Por miedo al daño y por repugnancia moral los ciudadanos delegan en la policía el uso de la violencia. Es lo que resulta del monopolio estatal de la coacción, de la división del trabajo y de la profesionalización en las sociedades modernas. Pero no había policía en la universidad ni fue llamada. El porqué es fácil de escribir y difícil de explicar. Los rectores suelen negarse a que la policía entre en el templo del saber donde sacristanean. Deben de considerar que la policía mancilla con su presencia el ágora y que el auxilio democrático ante la violencia que prestan las fuerzas del orden (mastíquese el sintagma hasta triturar la cáscara panfletaria y aparecerá su ejemplar sentido real) presenta déficits éticos, ¡y sobre todo estéticos!, en comparación con la violencia de la turba. Esta es la razón principal por la que José María Aznar, Rosa Díez o Felipe González, por poner a tres, no pueden hablar en la universidad. «Fuera fascistas…» es el estricto lema de la joven chusma.

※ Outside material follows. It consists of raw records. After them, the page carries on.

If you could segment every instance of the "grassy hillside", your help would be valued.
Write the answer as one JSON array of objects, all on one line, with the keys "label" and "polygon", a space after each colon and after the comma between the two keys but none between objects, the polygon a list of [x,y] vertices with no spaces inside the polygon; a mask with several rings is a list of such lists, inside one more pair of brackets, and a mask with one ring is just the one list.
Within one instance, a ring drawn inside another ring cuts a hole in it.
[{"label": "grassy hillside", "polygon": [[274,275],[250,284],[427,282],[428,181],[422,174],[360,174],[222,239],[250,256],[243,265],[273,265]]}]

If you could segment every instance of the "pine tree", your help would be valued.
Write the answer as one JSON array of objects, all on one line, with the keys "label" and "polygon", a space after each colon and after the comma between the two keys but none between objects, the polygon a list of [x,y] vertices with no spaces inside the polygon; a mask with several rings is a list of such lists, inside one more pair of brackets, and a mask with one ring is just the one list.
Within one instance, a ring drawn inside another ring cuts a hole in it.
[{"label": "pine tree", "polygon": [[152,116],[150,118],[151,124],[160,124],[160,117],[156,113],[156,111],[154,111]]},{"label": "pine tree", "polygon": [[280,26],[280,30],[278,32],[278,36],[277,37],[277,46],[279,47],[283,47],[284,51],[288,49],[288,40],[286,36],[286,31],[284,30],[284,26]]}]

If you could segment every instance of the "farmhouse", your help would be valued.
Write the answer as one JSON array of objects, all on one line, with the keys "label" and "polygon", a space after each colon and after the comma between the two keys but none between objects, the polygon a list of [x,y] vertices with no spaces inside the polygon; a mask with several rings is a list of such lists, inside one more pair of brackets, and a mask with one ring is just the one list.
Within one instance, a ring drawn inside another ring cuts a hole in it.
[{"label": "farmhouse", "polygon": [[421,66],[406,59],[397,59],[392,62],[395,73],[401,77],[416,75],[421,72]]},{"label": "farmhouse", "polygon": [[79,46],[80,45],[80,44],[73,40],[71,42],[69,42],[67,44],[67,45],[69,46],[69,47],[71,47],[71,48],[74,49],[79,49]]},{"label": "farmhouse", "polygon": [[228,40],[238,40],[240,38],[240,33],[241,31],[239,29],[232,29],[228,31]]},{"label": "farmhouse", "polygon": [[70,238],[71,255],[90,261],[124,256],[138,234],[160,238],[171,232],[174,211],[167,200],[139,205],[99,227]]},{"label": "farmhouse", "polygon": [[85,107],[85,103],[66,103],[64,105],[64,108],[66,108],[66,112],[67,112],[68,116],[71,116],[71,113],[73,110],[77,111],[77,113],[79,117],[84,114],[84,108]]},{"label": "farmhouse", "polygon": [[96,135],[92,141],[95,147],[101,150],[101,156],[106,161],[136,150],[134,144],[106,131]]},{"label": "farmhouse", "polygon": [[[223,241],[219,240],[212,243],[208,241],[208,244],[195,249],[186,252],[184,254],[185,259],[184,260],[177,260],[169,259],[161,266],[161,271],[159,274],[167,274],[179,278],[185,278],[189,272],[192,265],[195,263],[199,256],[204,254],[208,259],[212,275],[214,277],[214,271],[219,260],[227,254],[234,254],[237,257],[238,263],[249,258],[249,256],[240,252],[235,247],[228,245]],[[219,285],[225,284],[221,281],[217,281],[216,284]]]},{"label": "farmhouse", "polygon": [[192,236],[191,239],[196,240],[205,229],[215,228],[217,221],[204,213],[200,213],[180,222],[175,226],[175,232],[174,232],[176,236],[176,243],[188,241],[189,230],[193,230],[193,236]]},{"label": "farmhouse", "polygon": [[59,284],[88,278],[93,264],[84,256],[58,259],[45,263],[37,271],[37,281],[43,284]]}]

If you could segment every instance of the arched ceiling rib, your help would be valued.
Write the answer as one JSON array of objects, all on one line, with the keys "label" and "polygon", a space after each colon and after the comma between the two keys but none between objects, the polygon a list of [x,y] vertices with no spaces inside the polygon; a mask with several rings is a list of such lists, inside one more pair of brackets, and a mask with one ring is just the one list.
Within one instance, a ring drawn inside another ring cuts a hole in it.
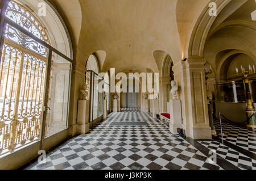
[{"label": "arched ceiling rib", "polygon": [[[158,71],[152,55],[156,49],[181,60],[176,21],[177,0],[80,0],[82,25],[79,46],[90,54],[105,50],[102,71]],[[84,61],[84,60],[81,60]]]}]

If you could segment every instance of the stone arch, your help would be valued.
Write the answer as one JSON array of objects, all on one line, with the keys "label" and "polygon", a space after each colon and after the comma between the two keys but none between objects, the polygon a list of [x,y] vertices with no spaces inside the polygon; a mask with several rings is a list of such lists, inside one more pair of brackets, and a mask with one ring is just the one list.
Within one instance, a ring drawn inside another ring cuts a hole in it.
[{"label": "stone arch", "polygon": [[88,70],[92,70],[97,74],[100,74],[100,67],[98,60],[93,54],[89,56],[86,64],[86,68]]},{"label": "stone arch", "polygon": [[[19,0],[17,2],[34,12],[33,15],[44,26],[51,45],[68,57],[73,58],[73,47],[69,31],[61,16],[52,5],[45,0]],[[46,15],[39,16],[36,13],[38,12],[38,4],[46,2]]]},{"label": "stone arch", "polygon": [[172,60],[169,54],[167,54],[164,59],[162,70],[162,77],[170,77],[171,75],[171,65]]},{"label": "stone arch", "polygon": [[97,50],[93,54],[96,56],[97,59],[98,60],[100,70],[101,71],[103,68],[105,60],[106,58],[106,52],[104,50]]},{"label": "stone arch", "polygon": [[[217,5],[218,15],[231,0],[214,0]],[[209,7],[205,7],[196,22],[194,23],[193,28],[188,35],[187,42],[186,56],[188,58],[203,58],[204,45],[208,33],[217,16],[209,15]]]},{"label": "stone arch", "polygon": [[226,54],[220,62],[217,69],[216,76],[220,79],[220,81],[223,81],[225,80],[220,80],[221,77],[226,77],[226,71],[228,70],[228,66],[231,62],[236,58],[238,56],[245,54],[251,58],[252,60],[254,60],[256,63],[255,57],[253,54],[249,52],[241,50],[234,50],[229,52],[227,54]]}]

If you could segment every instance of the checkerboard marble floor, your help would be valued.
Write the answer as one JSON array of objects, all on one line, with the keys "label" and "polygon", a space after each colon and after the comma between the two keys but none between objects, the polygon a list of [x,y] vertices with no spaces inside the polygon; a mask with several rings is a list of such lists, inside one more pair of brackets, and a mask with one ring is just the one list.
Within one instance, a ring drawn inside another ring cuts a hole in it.
[{"label": "checkerboard marble floor", "polygon": [[256,160],[229,148],[218,141],[200,141],[203,145],[241,170],[256,170]]},{"label": "checkerboard marble floor", "polygon": [[[220,121],[215,120],[214,125],[216,131],[220,133]],[[256,132],[248,130],[246,127],[223,121],[222,126],[227,136],[219,136],[220,138],[256,154]]]},{"label": "checkerboard marble floor", "polygon": [[[24,169],[222,170],[223,165],[209,163],[210,155],[202,153],[207,149],[204,143],[196,149],[182,137],[171,134],[165,125],[150,114],[133,109],[122,111],[126,112],[110,114],[88,134],[55,148],[47,154],[46,163],[35,161]],[[143,121],[147,125],[110,125],[113,121]],[[240,156],[237,158],[240,159]],[[233,165],[232,161],[226,163]]]}]

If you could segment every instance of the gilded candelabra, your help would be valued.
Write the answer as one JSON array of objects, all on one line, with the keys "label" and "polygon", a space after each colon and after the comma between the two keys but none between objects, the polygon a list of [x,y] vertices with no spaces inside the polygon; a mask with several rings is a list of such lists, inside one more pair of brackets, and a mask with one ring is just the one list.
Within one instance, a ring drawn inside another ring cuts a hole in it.
[{"label": "gilded candelabra", "polygon": [[[253,107],[251,100],[251,92],[249,89],[250,78],[254,75],[255,74],[255,66],[253,65],[249,66],[249,70],[246,70],[245,68],[241,66],[241,71],[237,68],[236,68],[237,74],[243,77],[243,79],[245,85],[245,91],[246,94],[247,107],[245,111],[246,117],[247,118],[251,117],[253,114],[256,113],[255,109]],[[256,129],[256,116],[254,115],[249,120],[249,124],[246,125],[247,128],[251,128],[253,129]]]}]

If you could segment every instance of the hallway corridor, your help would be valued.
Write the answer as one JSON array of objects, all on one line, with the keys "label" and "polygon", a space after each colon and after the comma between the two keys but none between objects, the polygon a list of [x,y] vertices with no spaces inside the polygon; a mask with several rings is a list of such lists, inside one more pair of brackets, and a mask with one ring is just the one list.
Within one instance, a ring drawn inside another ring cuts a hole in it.
[{"label": "hallway corridor", "polygon": [[46,164],[36,161],[25,169],[222,169],[149,113],[137,111],[111,113],[89,134],[55,148]]},{"label": "hallway corridor", "polygon": [[[205,142],[187,140],[188,141],[172,135],[165,125],[152,118],[150,113],[141,113],[136,108],[126,108],[121,112],[112,113],[108,119],[100,123],[89,133],[75,137],[55,148],[47,155],[46,163],[38,164],[36,161],[24,169],[222,170],[256,168],[255,159],[224,145],[221,146],[220,144],[217,151],[218,165],[210,164],[208,158],[211,154],[206,155],[208,154],[209,149],[216,149],[207,146],[208,149],[203,145],[205,145]],[[213,140],[209,142],[214,145],[217,141]],[[232,158],[232,155],[237,158]]]}]

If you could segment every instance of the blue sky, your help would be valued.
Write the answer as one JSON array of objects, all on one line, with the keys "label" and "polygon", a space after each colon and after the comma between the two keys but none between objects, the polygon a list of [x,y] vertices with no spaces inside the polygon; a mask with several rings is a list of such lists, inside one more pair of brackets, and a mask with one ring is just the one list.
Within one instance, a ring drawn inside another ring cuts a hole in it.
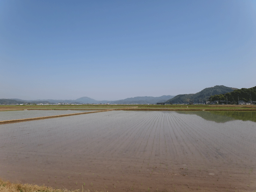
[{"label": "blue sky", "polygon": [[256,86],[256,1],[0,1],[0,98]]}]

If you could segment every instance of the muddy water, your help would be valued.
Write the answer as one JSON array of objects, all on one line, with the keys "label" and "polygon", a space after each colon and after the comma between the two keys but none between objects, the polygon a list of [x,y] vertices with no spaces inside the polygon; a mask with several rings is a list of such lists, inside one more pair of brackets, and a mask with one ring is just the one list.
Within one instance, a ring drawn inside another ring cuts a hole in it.
[{"label": "muddy water", "polygon": [[254,191],[256,123],[214,115],[113,111],[0,125],[0,177],[91,191]]},{"label": "muddy water", "polygon": [[89,112],[90,110],[23,110],[21,111],[0,111],[0,121],[14,119],[26,119],[46,117],[64,114]]}]

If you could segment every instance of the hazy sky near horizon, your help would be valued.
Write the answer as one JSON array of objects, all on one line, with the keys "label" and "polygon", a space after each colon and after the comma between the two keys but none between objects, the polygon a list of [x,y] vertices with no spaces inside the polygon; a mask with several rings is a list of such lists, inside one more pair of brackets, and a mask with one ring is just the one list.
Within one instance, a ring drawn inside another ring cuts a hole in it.
[{"label": "hazy sky near horizon", "polygon": [[0,98],[256,86],[256,1],[0,1]]}]

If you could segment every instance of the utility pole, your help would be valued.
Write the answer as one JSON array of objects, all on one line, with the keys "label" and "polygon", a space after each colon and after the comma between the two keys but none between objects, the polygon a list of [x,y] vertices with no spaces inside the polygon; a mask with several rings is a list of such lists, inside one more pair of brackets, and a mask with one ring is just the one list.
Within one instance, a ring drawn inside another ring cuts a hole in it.
[{"label": "utility pole", "polygon": [[252,104],[252,94],[250,94],[250,95],[251,95],[251,105]]}]

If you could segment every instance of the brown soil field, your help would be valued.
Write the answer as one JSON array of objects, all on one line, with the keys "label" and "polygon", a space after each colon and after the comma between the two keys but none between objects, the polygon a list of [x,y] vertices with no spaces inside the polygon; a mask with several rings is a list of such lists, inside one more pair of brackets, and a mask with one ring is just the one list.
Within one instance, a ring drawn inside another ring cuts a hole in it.
[{"label": "brown soil field", "polygon": [[111,111],[0,125],[0,177],[90,191],[256,190],[256,123]]}]

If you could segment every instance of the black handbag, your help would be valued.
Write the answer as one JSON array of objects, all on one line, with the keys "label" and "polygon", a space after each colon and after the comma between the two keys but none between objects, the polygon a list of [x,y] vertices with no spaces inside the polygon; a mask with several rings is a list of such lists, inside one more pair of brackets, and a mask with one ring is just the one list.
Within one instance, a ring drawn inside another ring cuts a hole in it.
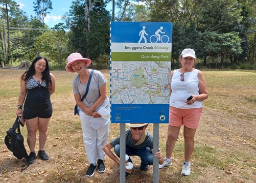
[{"label": "black handbag", "polygon": [[[29,155],[24,146],[24,138],[20,133],[19,118],[17,117],[12,127],[6,131],[7,135],[5,137],[5,144],[15,157],[19,160],[23,158],[27,159],[27,164],[22,166],[26,166],[21,169],[20,172],[22,172],[29,167],[29,163],[28,163]],[[17,129],[17,132],[16,132]]]},{"label": "black handbag", "polygon": [[[84,94],[82,98],[81,98],[81,100],[82,101],[83,101],[83,100],[84,99],[85,97],[86,97],[86,95],[88,94],[88,91],[89,90],[89,86],[90,85],[90,80],[91,79],[91,77],[92,76],[92,73],[94,73],[94,70],[92,70],[90,73],[90,76],[89,77],[89,80],[88,80],[88,83],[86,86],[86,90],[85,90],[85,94]],[[75,115],[77,114],[79,115],[79,109],[78,108],[77,104],[76,104],[76,105],[75,106],[75,109],[74,109],[74,112]]]}]

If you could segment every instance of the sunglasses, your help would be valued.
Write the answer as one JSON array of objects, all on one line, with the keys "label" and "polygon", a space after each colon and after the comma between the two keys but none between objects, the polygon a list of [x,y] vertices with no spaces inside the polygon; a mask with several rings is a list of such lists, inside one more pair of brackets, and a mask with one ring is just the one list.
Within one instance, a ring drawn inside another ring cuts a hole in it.
[{"label": "sunglasses", "polygon": [[184,80],[184,73],[182,73],[180,75],[180,80],[181,81],[185,81]]},{"label": "sunglasses", "polygon": [[144,128],[145,126],[143,127],[131,127],[132,130],[135,130],[136,129],[138,129],[138,130],[143,130],[143,128]]}]

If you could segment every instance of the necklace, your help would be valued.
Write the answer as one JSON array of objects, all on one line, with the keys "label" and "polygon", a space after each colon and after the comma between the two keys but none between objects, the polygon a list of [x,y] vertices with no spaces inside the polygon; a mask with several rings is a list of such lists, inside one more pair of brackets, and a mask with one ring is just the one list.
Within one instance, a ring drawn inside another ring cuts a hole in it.
[{"label": "necklace", "polygon": [[41,82],[41,78],[38,79],[37,77],[36,77],[35,76],[34,76],[34,80],[36,82],[38,85],[40,85],[40,83]]}]

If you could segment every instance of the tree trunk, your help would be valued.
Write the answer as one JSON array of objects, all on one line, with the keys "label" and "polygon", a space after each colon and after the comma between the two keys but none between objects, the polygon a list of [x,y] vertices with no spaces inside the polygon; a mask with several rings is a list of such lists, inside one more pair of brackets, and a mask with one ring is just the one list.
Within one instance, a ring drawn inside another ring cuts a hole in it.
[{"label": "tree trunk", "polygon": [[203,59],[203,66],[206,66],[206,58],[207,56],[204,57],[204,59]]},{"label": "tree trunk", "polygon": [[112,21],[114,21],[114,0],[112,0]]},{"label": "tree trunk", "polygon": [[10,52],[10,28],[9,26],[8,7],[7,0],[5,0],[5,7],[6,10],[6,23],[7,24],[7,63],[9,63],[9,53]]}]

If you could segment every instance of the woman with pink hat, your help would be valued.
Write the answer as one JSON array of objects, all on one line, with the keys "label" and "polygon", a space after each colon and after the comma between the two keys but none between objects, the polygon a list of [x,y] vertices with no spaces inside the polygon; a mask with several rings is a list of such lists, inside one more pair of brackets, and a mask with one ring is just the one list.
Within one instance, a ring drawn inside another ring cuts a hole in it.
[{"label": "woman with pink hat", "polygon": [[103,163],[105,153],[103,147],[107,143],[110,123],[109,119],[101,125],[92,122],[102,117],[98,112],[100,109],[110,111],[110,102],[107,96],[107,80],[100,71],[87,68],[91,63],[90,59],[83,58],[80,53],[73,53],[67,57],[66,66],[67,72],[78,74],[73,79],[73,87],[75,100],[79,110],[78,114],[82,124],[85,150],[90,163],[85,174],[87,177],[94,175],[97,165],[99,173],[106,171]]}]

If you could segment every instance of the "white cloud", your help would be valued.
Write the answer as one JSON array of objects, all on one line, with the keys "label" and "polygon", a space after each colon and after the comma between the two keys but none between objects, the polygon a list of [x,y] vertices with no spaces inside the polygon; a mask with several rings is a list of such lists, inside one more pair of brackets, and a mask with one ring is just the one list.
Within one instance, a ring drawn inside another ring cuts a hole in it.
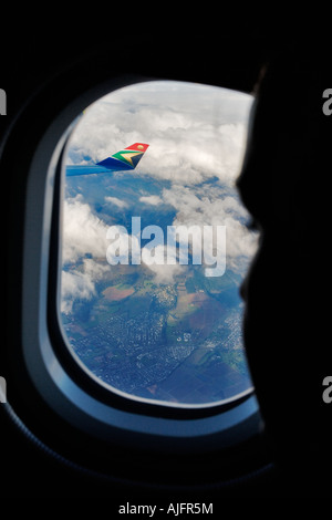
[{"label": "white cloud", "polygon": [[63,263],[85,254],[105,257],[107,226],[96,217],[82,195],[66,199],[63,207]]},{"label": "white cloud", "polygon": [[[176,217],[169,225],[225,225],[228,267],[237,269],[256,248],[241,223],[246,210],[227,191],[240,169],[250,105],[246,94],[203,85],[151,82],[121,89],[85,112],[72,134],[66,164],[98,162],[135,142],[148,143],[135,175],[169,180],[170,187],[159,195],[141,194],[139,201],[156,211],[163,202],[172,205]],[[200,184],[216,177],[220,184],[212,189]],[[104,200],[110,210],[112,205],[128,207],[117,197]],[[93,298],[95,283],[110,269],[98,261],[110,240],[108,227],[82,196],[64,201],[63,221],[63,263],[83,259],[80,269],[63,272],[63,309],[70,312],[75,298]],[[178,263],[147,267],[158,283],[172,283],[185,269]]]},{"label": "white cloud", "polygon": [[151,206],[158,206],[163,204],[163,199],[157,195],[149,195],[147,197],[139,197],[139,202],[149,204]]},{"label": "white cloud", "polygon": [[[141,83],[93,104],[76,126],[69,162],[102,160],[135,142],[151,146],[136,171],[181,184],[234,181],[251,97],[175,82]],[[245,114],[245,115],[243,115]]]},{"label": "white cloud", "polygon": [[117,208],[127,208],[128,205],[124,200],[121,200],[116,197],[105,197],[105,202],[114,204]]}]

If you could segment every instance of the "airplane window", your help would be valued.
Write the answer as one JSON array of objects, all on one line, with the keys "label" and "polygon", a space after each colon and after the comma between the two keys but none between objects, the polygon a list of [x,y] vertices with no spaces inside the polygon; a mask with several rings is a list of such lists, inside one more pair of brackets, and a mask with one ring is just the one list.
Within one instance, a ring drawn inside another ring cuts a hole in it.
[{"label": "airplane window", "polygon": [[144,82],[89,106],[71,134],[62,329],[112,392],[199,407],[252,391],[239,285],[258,236],[235,188],[251,103]]}]

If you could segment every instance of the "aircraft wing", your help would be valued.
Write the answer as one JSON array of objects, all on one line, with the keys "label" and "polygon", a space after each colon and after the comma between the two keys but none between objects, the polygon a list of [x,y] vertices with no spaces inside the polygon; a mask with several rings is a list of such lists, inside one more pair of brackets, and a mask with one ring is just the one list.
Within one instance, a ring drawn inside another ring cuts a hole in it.
[{"label": "aircraft wing", "polygon": [[95,165],[72,165],[65,167],[65,175],[90,175],[105,174],[110,171],[125,171],[135,169],[143,155],[147,150],[148,145],[144,143],[135,143],[125,149],[116,152],[116,154],[107,157]]}]

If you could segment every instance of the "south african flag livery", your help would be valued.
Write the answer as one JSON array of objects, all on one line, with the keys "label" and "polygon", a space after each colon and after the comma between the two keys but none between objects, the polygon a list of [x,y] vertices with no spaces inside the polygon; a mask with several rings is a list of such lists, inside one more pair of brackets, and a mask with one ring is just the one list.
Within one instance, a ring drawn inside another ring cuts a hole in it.
[{"label": "south african flag livery", "polygon": [[135,143],[95,165],[66,166],[66,176],[135,169],[147,148],[148,145],[144,143]]}]

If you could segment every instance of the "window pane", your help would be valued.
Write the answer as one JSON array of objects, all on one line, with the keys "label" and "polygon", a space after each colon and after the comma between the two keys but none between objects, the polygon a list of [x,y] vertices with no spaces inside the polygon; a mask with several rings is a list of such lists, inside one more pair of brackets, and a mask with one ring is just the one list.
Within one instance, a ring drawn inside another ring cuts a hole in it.
[{"label": "window pane", "polygon": [[201,406],[252,386],[239,285],[257,235],[235,189],[251,102],[141,83],[91,105],[72,133],[62,324],[76,361],[110,389]]}]

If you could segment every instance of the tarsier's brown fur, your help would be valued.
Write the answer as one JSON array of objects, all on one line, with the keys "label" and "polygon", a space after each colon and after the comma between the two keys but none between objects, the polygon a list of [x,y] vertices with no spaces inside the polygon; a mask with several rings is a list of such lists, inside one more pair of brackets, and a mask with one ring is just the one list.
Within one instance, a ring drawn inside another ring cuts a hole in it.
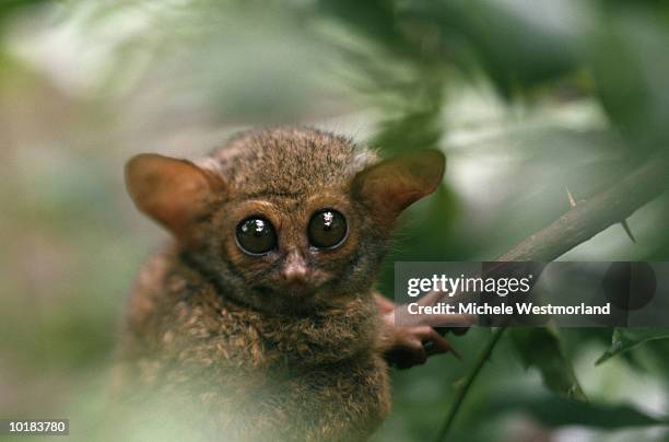
[{"label": "tarsier's brown fur", "polygon": [[[380,161],[295,128],[245,132],[193,162],[133,159],[134,202],[176,241],[134,286],[121,388],[196,407],[202,439],[365,440],[390,406],[389,354],[404,350],[411,365],[427,354],[421,341],[448,349],[430,327],[383,321],[392,307],[373,291],[397,216],[443,170],[436,151]],[[349,224],[333,249],[306,236],[322,208]],[[235,243],[238,223],[258,214],[278,232],[266,256]]]}]

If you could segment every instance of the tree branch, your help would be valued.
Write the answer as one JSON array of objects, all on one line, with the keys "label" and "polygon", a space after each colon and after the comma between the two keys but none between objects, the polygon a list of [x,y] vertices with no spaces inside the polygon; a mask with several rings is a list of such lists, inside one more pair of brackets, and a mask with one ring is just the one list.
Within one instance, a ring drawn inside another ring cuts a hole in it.
[{"label": "tree branch", "polygon": [[[669,155],[650,159],[618,184],[580,202],[539,232],[530,235],[497,261],[550,261],[571,251],[605,229],[624,221],[636,209],[669,189]],[[456,388],[455,397],[437,433],[444,440],[460,409],[465,396],[492,354],[506,327],[493,333],[477,358],[477,363]]]},{"label": "tree branch", "polygon": [[576,205],[496,260],[553,260],[610,225],[624,221],[668,188],[669,155],[654,158],[618,184]]}]

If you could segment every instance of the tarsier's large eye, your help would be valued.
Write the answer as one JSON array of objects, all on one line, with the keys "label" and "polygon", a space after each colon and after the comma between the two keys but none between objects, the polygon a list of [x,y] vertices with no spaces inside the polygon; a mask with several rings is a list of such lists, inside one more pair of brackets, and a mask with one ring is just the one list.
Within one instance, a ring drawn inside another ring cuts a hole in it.
[{"label": "tarsier's large eye", "polygon": [[249,255],[263,255],[277,248],[277,232],[265,218],[247,218],[237,225],[237,245]]},{"label": "tarsier's large eye", "polygon": [[309,243],[318,248],[334,248],[347,237],[347,219],[337,210],[319,210],[309,220]]}]

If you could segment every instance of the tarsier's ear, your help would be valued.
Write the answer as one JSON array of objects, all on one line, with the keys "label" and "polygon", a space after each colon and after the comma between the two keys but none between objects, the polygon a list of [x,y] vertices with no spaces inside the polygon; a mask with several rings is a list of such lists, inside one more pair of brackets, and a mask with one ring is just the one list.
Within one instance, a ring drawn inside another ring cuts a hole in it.
[{"label": "tarsier's ear", "polygon": [[139,210],[188,242],[223,181],[189,161],[143,153],[126,164],[126,186]]},{"label": "tarsier's ear", "polygon": [[392,222],[402,210],[437,188],[445,168],[446,156],[441,151],[418,150],[360,172],[353,178],[352,191]]}]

Pero si el lema aludiera a la policía se convertiría también, automáticamente, en lema de los rectores. Y, por supuesto, en el de este rector concreto que no se ha atrevido a defender la libertad de palabra, como era la obligación de su cargo. Su meliflua actuación («lo intentaremos otra vez», iba diciendo mientras huía) demuestra un inquietante desconocimiento del hecho de que los ciudadanos pagan su sueldo para que la universidad cumpla sus obligaciones técnicas y también las morales.
Las bellas almas se niegan a incluir el uso de la coacción y la fuerza entre las competencias de la política. Y la política es negociación y diálogo, pero también fuerza. Lo entienden bien los dirigentes del partido Podemos que, como los remotos comunistas, se definen como un partido de lucha y de gobierno, que es una manera hermafrodita de decir un partido de lucha allá donde no gobiernan. A ninguno de sus dirigentes se les ocurriría decir que estos últimos incidentes de la Autónoma o los que hace unos años protagonizaron ellos mismos, en persona, al impedir que Rosa Díez pudiera hablar en la Complutense, no forman parte de la política.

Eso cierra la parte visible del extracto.